Move.Learn.Grow. will see experienced sports teachers, coaches and internationally acclaimed educators from Harlequins Foundation, Sport Impact and Kingston University's Centre for Physical Education, Sport and Activity (CPESA) working together to provide schools in London with unique learning solutions.
The new scheme comes amid fears that children's physical exercise has fallen sharply since the beginning of the coronavirus pandemic. A recent survey by Sport England found that during lockdown, just 19 per cent of children under the age of 16 were doing one hour or more of physical activity every day – the UK government's recommended daily amount.

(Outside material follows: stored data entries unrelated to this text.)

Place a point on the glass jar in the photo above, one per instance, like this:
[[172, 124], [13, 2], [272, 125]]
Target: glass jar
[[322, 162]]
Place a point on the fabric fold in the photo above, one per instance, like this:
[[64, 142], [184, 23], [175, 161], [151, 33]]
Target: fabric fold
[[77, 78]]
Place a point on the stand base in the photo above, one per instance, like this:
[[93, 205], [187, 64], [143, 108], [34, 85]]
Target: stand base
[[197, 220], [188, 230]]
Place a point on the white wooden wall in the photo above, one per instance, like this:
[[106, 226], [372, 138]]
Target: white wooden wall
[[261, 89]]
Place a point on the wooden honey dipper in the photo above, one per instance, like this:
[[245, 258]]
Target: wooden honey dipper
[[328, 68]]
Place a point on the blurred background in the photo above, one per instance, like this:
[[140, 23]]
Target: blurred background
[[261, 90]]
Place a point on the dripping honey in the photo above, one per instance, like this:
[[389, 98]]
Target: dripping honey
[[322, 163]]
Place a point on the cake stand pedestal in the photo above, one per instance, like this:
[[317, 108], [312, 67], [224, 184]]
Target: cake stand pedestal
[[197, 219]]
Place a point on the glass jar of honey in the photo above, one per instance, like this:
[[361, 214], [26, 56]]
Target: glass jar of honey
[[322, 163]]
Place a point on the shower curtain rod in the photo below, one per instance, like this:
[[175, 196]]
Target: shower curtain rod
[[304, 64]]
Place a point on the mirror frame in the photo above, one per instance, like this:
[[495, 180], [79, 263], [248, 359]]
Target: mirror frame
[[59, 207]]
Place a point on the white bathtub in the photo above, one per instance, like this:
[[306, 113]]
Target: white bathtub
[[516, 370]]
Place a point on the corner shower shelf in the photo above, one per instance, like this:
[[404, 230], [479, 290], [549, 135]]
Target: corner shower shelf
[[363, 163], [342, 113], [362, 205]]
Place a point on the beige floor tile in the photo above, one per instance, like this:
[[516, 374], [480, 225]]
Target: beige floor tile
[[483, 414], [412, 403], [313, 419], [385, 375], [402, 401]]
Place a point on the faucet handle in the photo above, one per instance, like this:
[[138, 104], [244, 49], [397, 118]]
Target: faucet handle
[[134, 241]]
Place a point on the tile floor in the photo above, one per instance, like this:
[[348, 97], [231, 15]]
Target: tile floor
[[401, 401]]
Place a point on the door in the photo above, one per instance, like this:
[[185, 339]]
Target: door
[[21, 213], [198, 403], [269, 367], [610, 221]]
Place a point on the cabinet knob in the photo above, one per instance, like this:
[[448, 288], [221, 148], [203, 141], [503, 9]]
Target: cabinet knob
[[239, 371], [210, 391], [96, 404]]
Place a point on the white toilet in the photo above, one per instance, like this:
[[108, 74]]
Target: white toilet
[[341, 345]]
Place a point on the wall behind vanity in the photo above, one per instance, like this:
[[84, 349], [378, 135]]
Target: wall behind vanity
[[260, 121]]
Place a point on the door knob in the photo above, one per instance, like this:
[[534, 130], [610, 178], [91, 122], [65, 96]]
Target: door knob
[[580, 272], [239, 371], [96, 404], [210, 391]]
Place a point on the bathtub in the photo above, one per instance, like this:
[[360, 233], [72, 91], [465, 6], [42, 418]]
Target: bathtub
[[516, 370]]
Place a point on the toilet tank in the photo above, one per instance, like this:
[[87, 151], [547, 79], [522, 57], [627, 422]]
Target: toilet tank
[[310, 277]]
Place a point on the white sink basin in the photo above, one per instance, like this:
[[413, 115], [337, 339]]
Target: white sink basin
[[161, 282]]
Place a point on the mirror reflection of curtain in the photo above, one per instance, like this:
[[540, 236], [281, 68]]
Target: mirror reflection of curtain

The initiative will offer bespoke and wide-ranging support packages to primary schools from curriculum development and planning to numeracy, literacy, and Science, Technology, Engineering and Maths (STEM) programmes. It includes extra-curricular clubs and inter-school sport competitions, as well as professional development for teachers who are less confident or experienced in delivering physical education (PE).
The programme will initially be offered to primary schools in the London boroughs of Kingston, Richmond, and Hounslow but it is hoped that it can be extended more widely.
Kingston University's CPESA will work with the schools to help them build a more inclusive curriculum and support teachers in feeling more comfortable changing the way they teach, while also helping the schools meet Ofsted's three I's – the intent, implementation and impact of their PE programmes.
Director of Kingston University's Centre for Physical Education, Sport and Activity, Greg Dryer said the pandemic has changed the demands on teachers. "It is more important than ever to provide teachers with professional support and learning so that they can confidently deliver exceptional experiences for their pupils at school," he said.
Mr Dryer said it was essential to create an environment in which young people can find what is meaningful to them when taking part in physical activity so they can flourish. "Everyone has a choice for how and why they wish to engage in a particular activity. It's not all about physical wellbeing, it is also a tool to build a sense of inclusion and belonging and that can help a person's mental wellbeing," he said.
The former head of PE in three London schools said each of the parties in the partnership with Sport Impact and Harlequins Foundation brought a different skill set that would benefit schools and their pupils. "We believe coming together will have far more reach and impact working collaboratively than doing it in silos as the schools can get the best that each organisation has to offer," he said.